Spooky: the undead girl that watches you

This is a sketch of an idea I had for a character in a haunted house.

Spooky would sit on the ground with her teddy bear and just look at you with her empty sockets with a grin on her face that has been stitched up.

She wouldn’t say a word but just keep her eyes on you and keep you in her sight hoping you might play with her.

Pretty damn creepy if you ask me, yet somehow incredibly friendly looking.

A Skeleton with a Flexible Spine

This idea sprung from my experience with the various skeletons you can buy.

They are generally pretty stiff and inflexible so I decided it would be really neat to have a skeleton that could be pretty floppy.

The skeleton was going to have clothes on it so I could turn it into a zombie so the internal structure wasn’t going to be seen.

All the measurements of arm and leg length were made from human measurements the joints would be swivel joints so you could really ragdoll this guy.

The most interesting aspect of this idea was the idea I had for the spine.

You can see what I have done is designed a puck with five holes in it, each hole would have some sort of bungee material except the center one.

What this allows you to do is then install a non-bungee material line down the center one and when you tighten it the spine will stay however you have posed it.


This concept is the same as one of those little spring loaded dancing figures where when you press the button on the bottom they go limp and when you let it go they become stiff.

To make the spine I had an idea that you would stick five straws down the middle of a PVC pipe and fill the pipe with epoxy or some other type of filler that would solidify.

You would have to make brackets for the straws because they need to be aligned properly.
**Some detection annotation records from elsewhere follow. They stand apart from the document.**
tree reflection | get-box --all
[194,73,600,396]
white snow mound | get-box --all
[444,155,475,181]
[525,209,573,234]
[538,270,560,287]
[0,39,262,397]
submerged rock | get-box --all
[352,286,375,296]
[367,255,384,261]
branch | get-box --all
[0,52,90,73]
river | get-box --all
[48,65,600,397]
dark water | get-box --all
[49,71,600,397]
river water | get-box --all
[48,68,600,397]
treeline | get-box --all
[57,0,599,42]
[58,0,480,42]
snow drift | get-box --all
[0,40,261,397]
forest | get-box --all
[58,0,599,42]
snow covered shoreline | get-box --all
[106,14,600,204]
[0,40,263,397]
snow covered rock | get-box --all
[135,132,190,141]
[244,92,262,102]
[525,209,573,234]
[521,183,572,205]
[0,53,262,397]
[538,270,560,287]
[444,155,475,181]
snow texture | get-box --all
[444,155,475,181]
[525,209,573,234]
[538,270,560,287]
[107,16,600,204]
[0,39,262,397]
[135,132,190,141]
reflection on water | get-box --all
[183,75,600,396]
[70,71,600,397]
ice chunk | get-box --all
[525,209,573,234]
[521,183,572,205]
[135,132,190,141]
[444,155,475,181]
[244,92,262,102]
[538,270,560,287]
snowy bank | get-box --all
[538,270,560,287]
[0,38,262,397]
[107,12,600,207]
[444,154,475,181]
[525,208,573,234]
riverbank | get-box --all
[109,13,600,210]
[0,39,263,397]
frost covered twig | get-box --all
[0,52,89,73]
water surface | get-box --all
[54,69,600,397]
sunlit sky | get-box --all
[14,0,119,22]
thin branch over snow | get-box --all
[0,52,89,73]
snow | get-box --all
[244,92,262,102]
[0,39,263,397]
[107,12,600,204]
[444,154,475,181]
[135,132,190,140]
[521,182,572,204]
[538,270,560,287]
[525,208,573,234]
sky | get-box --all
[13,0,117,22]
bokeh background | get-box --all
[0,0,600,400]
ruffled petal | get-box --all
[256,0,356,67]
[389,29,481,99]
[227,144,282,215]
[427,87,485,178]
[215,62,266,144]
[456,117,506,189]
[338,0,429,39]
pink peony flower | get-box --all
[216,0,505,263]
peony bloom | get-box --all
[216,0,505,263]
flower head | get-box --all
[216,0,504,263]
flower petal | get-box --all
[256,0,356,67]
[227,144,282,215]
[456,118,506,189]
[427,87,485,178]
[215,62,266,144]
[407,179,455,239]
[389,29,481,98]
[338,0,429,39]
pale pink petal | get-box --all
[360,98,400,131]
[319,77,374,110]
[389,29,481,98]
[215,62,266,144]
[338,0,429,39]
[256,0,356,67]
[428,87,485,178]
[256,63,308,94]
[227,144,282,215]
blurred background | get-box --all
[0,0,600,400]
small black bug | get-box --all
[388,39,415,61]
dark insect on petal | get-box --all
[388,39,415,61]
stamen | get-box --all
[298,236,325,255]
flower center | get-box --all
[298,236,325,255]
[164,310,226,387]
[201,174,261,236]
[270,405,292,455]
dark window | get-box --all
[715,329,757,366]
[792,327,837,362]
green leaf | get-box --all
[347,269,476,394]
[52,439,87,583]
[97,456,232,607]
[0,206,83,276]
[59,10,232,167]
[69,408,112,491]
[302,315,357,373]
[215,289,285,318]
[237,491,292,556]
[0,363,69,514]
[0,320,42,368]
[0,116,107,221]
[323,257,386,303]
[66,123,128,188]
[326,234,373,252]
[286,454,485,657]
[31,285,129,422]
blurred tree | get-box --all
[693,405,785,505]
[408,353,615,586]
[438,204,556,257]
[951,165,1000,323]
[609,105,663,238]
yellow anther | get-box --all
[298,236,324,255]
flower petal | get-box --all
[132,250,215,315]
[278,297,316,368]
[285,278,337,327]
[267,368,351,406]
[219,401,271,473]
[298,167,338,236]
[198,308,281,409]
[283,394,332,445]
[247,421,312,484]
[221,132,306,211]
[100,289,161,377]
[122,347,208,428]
Then when everything was solidified you would cut up the segments like cutting bread up.

You would then assemble the segments with Tyvek or some other sort of low friction material between each segment, kind of like a real spine.




A high tech crab trap

Here is one of my ideas I got as far as buying supplies for but just never fully realized.

I spent a lot of time thinking about and sketching up this crab trap.

The idea was simple, people have to check the crab pots by pulling up the pots from the ocean floor to see if they had bait and if crabs were in there.

My idea was to have a buoy with a light on top that would alert you when the bait had been disturbed.

When you got to the buoy you would then plug in a video screen up to the top of the buoy and connect to the camera inside the crab pot so you could check to see if it was time to pull it up.

I devised several versions of this idea and thought long and hard how I would design the bait switch and the camera system.

Maybe ill get around to it and build one for myself, but either way feel free to build your own for non commercial purposes of course.


First was the idea of having a camera and a buoy that would blink when the trigger bait holder was disturbed. So I sketched some IR LED lights, a camera and the bait holder, this would be inside the crab trap. The wires would ride along with the buoy rope and go inside the buoy and trigger the blinking crab alert light.

I started thinking about the bait to buoy connection to trip off the blinking light, here I have the whole blinking and alert circuit inside the bait holder. The length of wire to the surface would likely be a problem with this.

So I moved the circuit to the buoy and made the bait holder magnetic and put a reed switch inside the bait holder to trigger the blink circuit. This would probably work really well and be easy to waterproof.

I decided to do sketch an idea that came up when thinking about this and that was to add some auto thrusters so when the bait was disturbed a timer would start and then the pot would surface on its own.

I still love this idea and would at minimum love to put a camera in a crab pot, but I know others have done this already and I would say the video is totally worth the effort.